Stiefel::Bool = false: if the matrices $P^V$, $P^Q$ and $P^K$ should live on a manifold.
add_connection::Bool = false: if the input should by added to the ouput after the MultiHeadAttention layer.
use_bias::Bool = true: Specifies if the ResNetLayer should use a bias.

source

GeometricMachineLearning.ClassificationTransformer — Type

ClassificationTransformer(dl)

Make an instance of the ClassificationTransformer based on an instance of DataLoader.

This is a transformer neural network for classification purposes.
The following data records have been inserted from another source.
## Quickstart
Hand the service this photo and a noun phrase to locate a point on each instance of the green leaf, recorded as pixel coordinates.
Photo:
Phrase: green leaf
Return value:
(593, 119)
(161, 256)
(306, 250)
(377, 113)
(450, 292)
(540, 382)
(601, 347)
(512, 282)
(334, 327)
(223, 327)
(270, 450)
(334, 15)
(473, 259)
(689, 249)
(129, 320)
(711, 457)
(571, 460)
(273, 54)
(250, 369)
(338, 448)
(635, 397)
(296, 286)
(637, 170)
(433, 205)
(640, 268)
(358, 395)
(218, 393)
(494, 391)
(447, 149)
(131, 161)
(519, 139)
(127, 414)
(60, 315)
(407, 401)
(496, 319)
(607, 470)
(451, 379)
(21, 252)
At the moment this is only used for training on MNIST, but can in theory be used for any classification problem.

Arguments

The optional keyword arguments are:

n_heads::Int=7: The number of heads in the MultiHeadAttention (mha) layers.
L::Int=16: The number of transformer blocks.
activation=softmax: The activation function.
Stiefel::Bool=true: Whether the matrices in the mha layers are on the StiefelManifold.
add_connection::Bool=true: Whether the input is appended to the output of the mha layer. (skip connection)

source

GeometricMachineLearning.assign_output_estimate — Function

assign_output_estimate(full_output, prediction_window)
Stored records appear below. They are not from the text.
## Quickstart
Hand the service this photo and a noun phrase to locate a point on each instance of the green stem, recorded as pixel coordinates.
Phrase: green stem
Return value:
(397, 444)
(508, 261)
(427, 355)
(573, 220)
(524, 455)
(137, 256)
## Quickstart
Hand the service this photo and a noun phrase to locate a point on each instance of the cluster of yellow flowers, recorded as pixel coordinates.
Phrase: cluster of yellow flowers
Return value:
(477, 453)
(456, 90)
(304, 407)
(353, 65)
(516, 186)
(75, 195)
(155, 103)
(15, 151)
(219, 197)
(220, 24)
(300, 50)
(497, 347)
Crop the output to get the correct number of output vectors.

The function assign_output_estimate is closely related to the Transformer. It takes the last prediction_window columns of the output and uses them for the prediction.

i.e.

\[\mathbb{R}^{N\times{}T}\to\mathbb{R}^{N\times\mathtt{pw}}, \begin{bmatrix} z^{(1)}_1 & \cdots & z^{(T)}_1 \\ \cdots & \cdots & \cdots \\ z^{(1)}_n & \cdots & z^{(T})_n \end{bmatrix} \mapsto \begin{bmatrix} z^{(T - \mathtt{pw})}_1 & \cdots & z^{(T)}_1 \\ \cdots & \cdots & \cdots \\ z^{(T - \mathtt{pw})}_n & \cdots & z^{(T})_n\end{bmatrix} \]

If prediction_window is equal to sequence_length, then this is not needed.

source

References

[54]: A. Vaswani, N. Shazeer, N. Parmar, J. Uszkoreit, L. Jones, A. N. Gomez, L. Kaiser and I. Polosukhin. Attention is all you need. Advances in neural information processing systems 30 (2017).
[85]: A. Solera-Rico, C. S. Vila, M. Gómez, Y. Wang, A. Almashjary, S. Dawson and R. Vinuesa, $\beta$-Variational autoencoders and transformers for reduced-order modelling of fluid flows, arXiv preprint arXiv:2304.03571 (2023).

1A layer of type GeometricMachineLearning.ResNetLayer is nothing more than a neural network to whose output we again add the input, i.e. every ResNet is of the form $\mathrm{ResNet}(x) = x + \mathcal{NN}(x)$.